Why were the Jotedars powerful figure in many areas of rural Bengal at the end of the Eighteenth Century? Give two reasons.


The Permanent Settlement was established as a land revenue system in Bengal in 1793. According to this, the East India Company would fix the revenue that each zamindar had to pay. The estates of those who failed to pay were auctioned. Many Zamindaris were auctioned after the Permanent Settlement as the zamindars regularly failed to pay the revenue during the last half of the 18th century.

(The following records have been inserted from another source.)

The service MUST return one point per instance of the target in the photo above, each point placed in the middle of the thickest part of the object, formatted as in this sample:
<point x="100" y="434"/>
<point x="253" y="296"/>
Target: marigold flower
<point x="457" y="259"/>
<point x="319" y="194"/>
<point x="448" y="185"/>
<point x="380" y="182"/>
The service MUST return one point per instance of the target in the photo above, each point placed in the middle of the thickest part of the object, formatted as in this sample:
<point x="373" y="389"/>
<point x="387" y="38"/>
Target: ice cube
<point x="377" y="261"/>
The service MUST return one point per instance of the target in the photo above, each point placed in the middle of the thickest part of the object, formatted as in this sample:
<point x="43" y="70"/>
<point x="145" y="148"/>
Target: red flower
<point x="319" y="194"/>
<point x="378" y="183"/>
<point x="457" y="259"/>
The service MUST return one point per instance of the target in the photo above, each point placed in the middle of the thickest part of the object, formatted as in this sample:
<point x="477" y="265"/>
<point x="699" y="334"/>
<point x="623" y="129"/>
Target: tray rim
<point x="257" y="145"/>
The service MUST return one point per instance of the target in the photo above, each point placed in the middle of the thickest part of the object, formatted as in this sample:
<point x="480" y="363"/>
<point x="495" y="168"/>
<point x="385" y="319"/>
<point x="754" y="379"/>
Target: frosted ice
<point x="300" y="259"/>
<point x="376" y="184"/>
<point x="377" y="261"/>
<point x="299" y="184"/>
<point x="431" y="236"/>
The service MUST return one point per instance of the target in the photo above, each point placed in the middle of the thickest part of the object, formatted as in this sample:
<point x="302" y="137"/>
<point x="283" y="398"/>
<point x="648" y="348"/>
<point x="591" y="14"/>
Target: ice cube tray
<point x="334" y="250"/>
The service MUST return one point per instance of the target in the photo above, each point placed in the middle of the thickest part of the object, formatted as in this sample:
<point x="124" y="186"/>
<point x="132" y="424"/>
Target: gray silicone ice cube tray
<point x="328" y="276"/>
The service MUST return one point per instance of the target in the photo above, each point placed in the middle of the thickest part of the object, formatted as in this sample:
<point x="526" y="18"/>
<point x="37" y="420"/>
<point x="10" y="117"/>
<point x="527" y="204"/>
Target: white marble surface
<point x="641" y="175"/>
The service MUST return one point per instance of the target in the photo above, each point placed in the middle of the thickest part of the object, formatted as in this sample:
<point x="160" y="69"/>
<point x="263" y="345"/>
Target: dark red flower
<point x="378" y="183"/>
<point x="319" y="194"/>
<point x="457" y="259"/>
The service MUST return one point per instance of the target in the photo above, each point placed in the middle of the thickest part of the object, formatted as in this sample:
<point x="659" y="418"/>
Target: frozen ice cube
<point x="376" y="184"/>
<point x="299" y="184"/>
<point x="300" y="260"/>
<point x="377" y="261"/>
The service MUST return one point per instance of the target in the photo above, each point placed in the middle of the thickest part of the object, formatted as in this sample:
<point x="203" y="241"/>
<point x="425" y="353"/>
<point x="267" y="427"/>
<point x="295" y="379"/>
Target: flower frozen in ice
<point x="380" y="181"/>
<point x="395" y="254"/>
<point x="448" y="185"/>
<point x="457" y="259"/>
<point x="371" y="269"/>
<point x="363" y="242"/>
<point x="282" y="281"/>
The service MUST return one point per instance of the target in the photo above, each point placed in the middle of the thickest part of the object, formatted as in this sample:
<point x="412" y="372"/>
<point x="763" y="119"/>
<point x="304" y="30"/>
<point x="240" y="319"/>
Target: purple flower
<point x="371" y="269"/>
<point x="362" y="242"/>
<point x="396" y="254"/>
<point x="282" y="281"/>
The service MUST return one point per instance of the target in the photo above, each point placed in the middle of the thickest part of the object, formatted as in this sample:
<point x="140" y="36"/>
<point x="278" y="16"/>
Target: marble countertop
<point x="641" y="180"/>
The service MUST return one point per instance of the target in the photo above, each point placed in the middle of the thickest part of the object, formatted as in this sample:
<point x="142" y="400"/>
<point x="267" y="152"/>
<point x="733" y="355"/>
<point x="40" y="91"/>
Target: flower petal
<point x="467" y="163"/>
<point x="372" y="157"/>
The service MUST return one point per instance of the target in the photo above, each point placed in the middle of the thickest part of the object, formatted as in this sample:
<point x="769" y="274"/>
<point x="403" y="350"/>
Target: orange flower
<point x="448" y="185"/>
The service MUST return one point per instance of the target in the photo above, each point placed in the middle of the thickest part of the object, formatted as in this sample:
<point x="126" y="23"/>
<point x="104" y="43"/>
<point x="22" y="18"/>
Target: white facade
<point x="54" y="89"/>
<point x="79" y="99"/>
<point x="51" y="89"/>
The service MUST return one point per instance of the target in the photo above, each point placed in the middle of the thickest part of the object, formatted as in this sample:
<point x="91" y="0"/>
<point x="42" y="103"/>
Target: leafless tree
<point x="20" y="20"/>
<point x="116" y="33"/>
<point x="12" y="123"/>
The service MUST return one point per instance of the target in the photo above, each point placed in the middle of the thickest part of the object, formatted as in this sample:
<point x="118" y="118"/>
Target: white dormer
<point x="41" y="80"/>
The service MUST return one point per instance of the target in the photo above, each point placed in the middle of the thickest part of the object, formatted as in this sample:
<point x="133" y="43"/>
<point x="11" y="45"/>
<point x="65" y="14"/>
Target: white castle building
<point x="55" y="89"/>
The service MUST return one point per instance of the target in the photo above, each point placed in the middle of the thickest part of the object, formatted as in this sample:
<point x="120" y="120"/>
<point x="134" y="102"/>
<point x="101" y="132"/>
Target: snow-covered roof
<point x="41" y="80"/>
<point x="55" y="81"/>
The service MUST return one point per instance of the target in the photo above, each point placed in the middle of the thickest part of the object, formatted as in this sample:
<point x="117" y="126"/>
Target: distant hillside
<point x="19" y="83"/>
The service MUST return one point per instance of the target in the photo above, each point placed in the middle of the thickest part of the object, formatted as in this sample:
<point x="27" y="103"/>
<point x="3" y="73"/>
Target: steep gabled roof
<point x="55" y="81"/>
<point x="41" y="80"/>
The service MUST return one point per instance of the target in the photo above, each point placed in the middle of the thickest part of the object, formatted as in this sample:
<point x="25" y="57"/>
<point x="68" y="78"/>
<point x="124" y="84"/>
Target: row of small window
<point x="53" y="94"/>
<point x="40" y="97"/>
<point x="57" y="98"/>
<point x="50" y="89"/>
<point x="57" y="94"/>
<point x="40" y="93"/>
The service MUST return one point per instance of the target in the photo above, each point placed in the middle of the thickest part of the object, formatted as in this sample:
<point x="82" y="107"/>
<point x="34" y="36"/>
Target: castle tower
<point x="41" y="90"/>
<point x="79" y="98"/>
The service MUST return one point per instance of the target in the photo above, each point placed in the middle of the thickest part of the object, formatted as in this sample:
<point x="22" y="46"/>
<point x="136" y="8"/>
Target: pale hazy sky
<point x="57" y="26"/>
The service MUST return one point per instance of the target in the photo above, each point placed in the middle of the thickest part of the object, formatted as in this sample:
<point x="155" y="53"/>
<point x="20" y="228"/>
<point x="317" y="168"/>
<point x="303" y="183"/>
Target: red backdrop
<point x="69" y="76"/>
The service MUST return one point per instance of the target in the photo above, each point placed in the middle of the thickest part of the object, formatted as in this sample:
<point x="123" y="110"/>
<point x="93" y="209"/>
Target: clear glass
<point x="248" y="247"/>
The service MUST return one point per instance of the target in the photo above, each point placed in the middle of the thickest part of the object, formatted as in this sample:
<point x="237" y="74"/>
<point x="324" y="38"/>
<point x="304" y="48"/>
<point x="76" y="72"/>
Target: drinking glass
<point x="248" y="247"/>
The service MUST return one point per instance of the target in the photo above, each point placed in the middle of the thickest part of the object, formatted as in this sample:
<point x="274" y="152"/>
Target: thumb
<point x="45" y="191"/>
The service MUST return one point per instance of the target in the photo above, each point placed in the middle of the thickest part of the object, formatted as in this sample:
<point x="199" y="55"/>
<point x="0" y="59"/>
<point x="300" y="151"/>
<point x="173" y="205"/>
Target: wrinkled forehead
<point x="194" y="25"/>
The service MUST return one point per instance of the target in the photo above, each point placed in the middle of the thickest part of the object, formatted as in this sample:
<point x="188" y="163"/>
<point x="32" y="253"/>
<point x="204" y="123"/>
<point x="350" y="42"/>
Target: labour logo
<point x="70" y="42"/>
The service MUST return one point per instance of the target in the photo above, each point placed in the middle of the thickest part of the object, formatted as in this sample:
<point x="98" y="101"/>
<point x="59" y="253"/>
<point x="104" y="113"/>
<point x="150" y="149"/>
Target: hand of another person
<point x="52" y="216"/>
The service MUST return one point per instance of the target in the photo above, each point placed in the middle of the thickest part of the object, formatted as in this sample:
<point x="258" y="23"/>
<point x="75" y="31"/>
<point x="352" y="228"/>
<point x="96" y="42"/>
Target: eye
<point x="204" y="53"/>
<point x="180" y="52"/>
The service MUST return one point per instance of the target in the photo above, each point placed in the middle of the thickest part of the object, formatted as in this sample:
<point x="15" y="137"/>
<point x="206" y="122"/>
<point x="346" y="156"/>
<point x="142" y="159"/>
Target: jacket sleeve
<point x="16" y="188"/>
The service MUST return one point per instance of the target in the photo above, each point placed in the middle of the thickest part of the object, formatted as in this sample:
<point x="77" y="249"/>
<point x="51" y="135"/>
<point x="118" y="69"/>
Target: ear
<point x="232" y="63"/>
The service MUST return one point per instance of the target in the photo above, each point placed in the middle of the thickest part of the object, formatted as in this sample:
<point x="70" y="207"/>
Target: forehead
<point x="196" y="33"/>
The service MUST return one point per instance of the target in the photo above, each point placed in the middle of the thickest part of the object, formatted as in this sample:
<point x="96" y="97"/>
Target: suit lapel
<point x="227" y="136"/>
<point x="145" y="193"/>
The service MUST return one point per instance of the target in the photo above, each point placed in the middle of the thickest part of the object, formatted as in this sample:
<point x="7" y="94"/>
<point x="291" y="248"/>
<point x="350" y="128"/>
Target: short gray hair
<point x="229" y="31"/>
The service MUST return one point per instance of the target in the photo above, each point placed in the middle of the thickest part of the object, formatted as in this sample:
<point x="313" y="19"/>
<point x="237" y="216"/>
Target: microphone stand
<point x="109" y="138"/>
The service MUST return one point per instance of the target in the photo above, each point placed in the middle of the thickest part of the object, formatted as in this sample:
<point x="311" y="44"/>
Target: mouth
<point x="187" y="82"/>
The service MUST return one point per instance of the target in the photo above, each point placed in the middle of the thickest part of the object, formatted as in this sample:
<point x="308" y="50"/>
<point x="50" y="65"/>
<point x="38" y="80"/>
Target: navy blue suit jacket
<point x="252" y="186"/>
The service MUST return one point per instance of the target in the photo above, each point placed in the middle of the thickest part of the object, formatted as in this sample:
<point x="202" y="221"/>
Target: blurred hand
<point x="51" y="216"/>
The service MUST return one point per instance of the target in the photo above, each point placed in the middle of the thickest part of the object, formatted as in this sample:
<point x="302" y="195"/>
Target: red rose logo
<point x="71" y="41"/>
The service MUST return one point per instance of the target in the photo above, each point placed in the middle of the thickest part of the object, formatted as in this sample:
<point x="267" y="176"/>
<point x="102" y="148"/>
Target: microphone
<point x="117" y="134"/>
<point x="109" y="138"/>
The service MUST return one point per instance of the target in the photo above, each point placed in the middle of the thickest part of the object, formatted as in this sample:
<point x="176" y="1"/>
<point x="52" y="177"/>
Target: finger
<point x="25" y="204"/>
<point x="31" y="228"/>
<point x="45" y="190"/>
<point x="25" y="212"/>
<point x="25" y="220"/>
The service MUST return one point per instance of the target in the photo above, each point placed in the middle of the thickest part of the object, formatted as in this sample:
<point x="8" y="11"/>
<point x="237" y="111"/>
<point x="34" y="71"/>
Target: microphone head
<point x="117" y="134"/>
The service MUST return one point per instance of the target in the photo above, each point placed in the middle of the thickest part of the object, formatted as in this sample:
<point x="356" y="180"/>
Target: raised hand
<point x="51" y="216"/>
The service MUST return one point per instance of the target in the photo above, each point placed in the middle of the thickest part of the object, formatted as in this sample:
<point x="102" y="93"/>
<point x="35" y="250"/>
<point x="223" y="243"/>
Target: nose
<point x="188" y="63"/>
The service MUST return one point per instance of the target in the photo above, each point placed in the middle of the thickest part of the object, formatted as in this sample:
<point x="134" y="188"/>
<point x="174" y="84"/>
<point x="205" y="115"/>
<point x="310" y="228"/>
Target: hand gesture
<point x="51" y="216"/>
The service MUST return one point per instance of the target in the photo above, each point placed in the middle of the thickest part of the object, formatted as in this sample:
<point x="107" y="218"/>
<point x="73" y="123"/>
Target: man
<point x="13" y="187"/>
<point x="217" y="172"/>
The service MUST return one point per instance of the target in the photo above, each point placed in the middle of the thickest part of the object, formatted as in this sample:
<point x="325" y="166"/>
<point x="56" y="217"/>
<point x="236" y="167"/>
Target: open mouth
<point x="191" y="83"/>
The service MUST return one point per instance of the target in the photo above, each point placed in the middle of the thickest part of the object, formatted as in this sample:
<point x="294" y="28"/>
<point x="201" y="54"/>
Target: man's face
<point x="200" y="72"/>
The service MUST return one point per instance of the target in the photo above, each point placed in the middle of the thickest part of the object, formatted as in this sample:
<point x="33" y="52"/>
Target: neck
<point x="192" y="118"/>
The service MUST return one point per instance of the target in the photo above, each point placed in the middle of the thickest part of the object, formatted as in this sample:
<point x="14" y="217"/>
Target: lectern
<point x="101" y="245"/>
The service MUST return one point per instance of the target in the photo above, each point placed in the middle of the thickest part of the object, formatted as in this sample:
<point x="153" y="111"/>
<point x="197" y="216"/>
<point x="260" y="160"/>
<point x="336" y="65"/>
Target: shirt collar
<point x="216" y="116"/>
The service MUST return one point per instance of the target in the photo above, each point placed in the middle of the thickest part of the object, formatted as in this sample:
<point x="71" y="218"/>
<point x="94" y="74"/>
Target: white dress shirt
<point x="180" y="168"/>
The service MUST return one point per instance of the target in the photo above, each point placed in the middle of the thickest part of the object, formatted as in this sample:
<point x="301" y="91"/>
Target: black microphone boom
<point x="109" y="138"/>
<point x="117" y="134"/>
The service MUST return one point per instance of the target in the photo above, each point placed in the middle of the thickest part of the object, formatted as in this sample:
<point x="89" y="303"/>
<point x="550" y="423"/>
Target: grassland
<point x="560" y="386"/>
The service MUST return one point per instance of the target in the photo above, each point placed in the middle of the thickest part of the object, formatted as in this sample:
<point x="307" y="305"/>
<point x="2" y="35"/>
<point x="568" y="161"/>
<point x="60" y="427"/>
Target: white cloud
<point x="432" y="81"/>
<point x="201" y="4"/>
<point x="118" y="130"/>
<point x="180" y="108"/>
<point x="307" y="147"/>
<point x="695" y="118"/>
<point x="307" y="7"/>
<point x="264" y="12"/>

While many zamindars were facing this crisis, a class of rich peasants called the jotedars consolidated their power and position in the villages. They were most active in the regions of the Northern Bengal. They were also called gantidars or mandals. The major reasons for their rise to power are:


• By the early 19th century, the jotedars had acquired vast areas of land. When the estates of the zamindars were auctioned because of their failure to pay taxes, jotedars were mostly the purchasers. Thus they emerged as the commanding figures in the Northern Bengal.


• They controlled local trade and moneylending, thus exercising huge power and authority over the poorer cultivators. They mostly practised sharecropping. Under this, their land was leased to sharecroppers who brought their own equipment, worked in the field, and handed over half the produce to the jotedars after the harvest. Thus they were able to control the peasants.


• The jotedars were housed in the villages itself and had direct control over the villagers. They resisted the efforts of zamindars to increase the jama of the village, prevented zamindari officials from performing their duties, organised ryots and deliberately delayed payments of revenue to the zamindars.